Creating a Public Service Announcement video was not that easy, but it was so much fun. We did a lot of research on the issues of discrimination in school and in society. Not only did we get to act, but we also got to experience operating a video camera. Once the video was finished, we put it together on the computer. In the end, it was aired on television. How cool is that…your work being on television (Jake, Samoan 8th grade, interview).

Jake (all names are pseudonyms) was one of the high school students that the authors worked with at an urban public school in Honolulu, Hawaii, USA. While acknowledging the challenges of creating a public service announcement (PSA) video, he proudly explained about the process of multimedia development on a social issue—discrimination—and argued for the value of media production. Jake and his group of friends collaborated in the multiple stages of developing a PSA video—conducting research on the topic of discrimination in school and in the community, writing a script, acting out the scenario, recording with a video camera, and editing the film with a computer. As he admitted to us at the end of the school year, it was his first time to “go extra miles” for school work because he thought it was “so fun” to work with cameras and computers. He was so eager to finish the PSA project on time that he and his friends worked on their project in his house late at night and even over the weekends.

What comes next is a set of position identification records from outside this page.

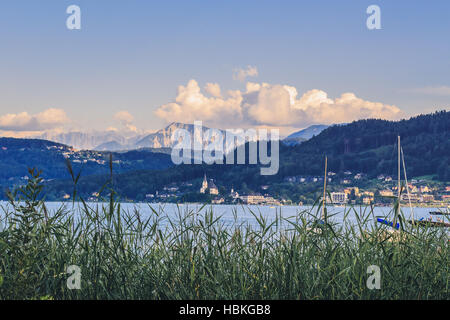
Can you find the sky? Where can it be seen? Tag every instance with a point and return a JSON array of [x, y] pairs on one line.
[[137, 66]]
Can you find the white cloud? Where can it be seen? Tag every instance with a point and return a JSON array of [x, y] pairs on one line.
[[263, 104], [126, 119], [241, 74], [48, 119], [213, 89], [438, 91]]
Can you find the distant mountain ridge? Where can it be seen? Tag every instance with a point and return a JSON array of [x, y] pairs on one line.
[[304, 134], [17, 155], [364, 146]]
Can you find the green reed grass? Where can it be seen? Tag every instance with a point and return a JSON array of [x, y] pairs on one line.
[[194, 255]]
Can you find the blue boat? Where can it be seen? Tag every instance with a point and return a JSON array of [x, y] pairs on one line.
[[389, 223]]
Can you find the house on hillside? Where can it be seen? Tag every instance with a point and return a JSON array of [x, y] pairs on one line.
[[209, 186]]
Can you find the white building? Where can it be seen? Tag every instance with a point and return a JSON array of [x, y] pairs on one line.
[[339, 197]]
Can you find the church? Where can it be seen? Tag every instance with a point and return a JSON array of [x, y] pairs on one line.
[[209, 186]]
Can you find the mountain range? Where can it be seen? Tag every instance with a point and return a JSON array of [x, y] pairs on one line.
[[115, 141], [304, 135], [367, 147]]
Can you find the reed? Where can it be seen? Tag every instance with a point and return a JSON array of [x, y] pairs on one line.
[[195, 255]]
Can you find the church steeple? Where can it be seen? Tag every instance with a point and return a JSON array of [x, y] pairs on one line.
[[204, 185]]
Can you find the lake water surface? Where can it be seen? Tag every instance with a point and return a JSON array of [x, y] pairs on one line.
[[242, 214]]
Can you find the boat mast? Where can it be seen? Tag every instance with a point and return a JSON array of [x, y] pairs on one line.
[[324, 190], [399, 185]]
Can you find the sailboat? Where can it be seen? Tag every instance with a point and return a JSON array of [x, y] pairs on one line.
[[441, 213], [394, 224], [422, 222]]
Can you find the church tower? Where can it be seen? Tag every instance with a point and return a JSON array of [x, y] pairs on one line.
[[204, 185]]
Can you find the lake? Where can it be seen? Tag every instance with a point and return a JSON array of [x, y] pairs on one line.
[[242, 214]]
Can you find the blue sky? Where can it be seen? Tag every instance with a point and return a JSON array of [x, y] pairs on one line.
[[132, 56]]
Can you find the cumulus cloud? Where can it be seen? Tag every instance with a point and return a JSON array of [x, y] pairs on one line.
[[126, 120], [438, 91], [213, 89], [263, 104], [241, 74], [48, 119]]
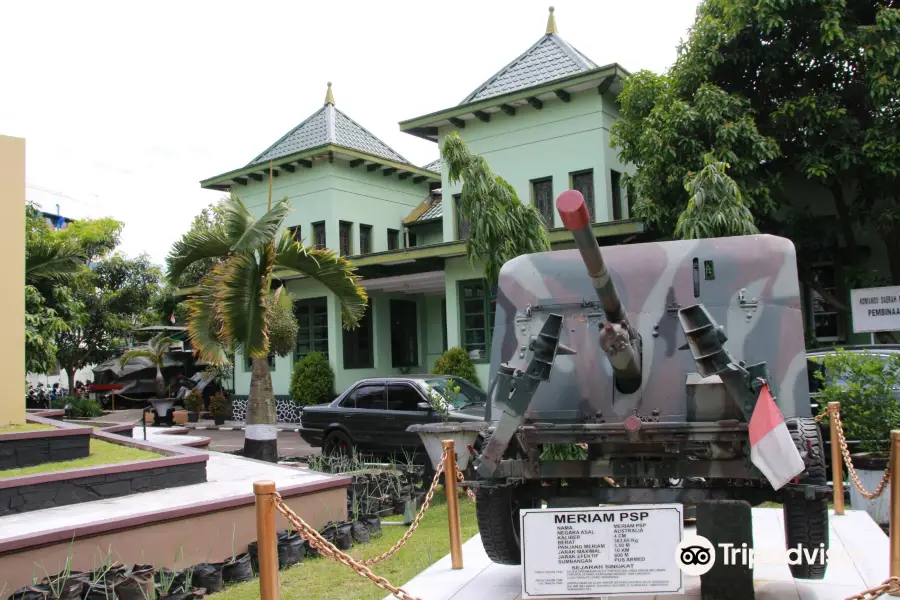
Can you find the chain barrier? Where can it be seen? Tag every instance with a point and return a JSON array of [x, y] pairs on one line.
[[845, 452], [891, 586]]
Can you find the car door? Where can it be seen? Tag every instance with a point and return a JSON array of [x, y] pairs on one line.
[[403, 410], [364, 410]]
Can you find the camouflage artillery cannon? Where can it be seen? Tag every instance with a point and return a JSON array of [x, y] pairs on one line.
[[628, 360]]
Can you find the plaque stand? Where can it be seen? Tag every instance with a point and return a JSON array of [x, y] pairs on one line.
[[726, 522]]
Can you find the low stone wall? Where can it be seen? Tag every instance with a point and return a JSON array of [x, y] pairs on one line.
[[61, 492], [29, 448]]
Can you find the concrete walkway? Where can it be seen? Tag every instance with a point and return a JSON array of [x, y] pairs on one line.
[[859, 551]]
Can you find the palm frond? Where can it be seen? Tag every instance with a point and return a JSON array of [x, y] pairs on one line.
[[262, 231], [206, 328], [328, 268], [46, 259], [193, 246], [132, 354], [243, 305]]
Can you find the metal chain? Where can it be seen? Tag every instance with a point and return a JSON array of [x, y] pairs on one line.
[[891, 586], [402, 541], [328, 549], [845, 452]]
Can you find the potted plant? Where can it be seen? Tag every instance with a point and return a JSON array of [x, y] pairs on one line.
[[868, 387], [219, 408], [194, 404]]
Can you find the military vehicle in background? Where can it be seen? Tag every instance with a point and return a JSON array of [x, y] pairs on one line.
[[653, 356]]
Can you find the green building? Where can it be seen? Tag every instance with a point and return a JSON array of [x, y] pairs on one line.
[[542, 122]]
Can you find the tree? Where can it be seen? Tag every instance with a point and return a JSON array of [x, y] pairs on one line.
[[778, 90], [234, 303], [107, 302], [715, 206], [501, 227], [156, 353]]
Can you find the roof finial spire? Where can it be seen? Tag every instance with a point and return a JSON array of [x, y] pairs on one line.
[[551, 23]]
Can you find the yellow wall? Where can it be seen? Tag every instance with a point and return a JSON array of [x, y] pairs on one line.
[[12, 274]]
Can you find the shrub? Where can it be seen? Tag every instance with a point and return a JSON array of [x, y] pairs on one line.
[[83, 408], [194, 401], [865, 385], [312, 381], [456, 362], [219, 405]]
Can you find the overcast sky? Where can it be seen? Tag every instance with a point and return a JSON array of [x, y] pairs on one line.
[[125, 107]]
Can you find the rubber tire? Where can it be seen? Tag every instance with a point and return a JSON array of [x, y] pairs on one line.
[[337, 442], [806, 521], [497, 512]]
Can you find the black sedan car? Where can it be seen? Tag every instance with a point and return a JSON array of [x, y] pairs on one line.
[[371, 417]]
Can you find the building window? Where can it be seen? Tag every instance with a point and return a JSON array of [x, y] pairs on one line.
[[615, 179], [477, 309], [319, 235], [583, 181], [358, 343], [312, 331], [365, 239], [825, 319], [542, 198], [248, 363], [344, 237]]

This chapter reports on how culturally and linguistically diverse adolescents were engaged in critical media literacy as active agents of their urban community. Once labeled as ‘at-risk’ students by the local media, these students empowered themselves as producers of knowledge, rather than passive recipients of the negative images perpetuated in the media (Davis et al., 2005). Building on the frameworks of multiliteracies and critical media literacy, this study delineates ways in which critical media pedagogy was enacted to promote students' critical reflections on social issues and help them produce public service announcements for the well-being of urban youth in a diverse community setting. Findings from the study focus on pedagogical strategies used by teachers who employed a critical approach to media production, often defined as critical media literacy (Sholle & Denski, 1994).

This chapter first outlines a pedagogy of multiliteracies and critical media literacy, which allows students to challenge the media while engaging them in active learning where they connect their academic literacies and civic engagement in an urban school. Second, the authors discuss the school context in which students developed technological and linguistic skills to analyze and produce media. Third, by referencing the classroom examples, the authors explain how each component plays a critical role in student engagement and literacy development in the context of critical media literacy pedagogy. Finally, we make recommendations for teachers who are interested in employing critical media literacy in an urban classroom context.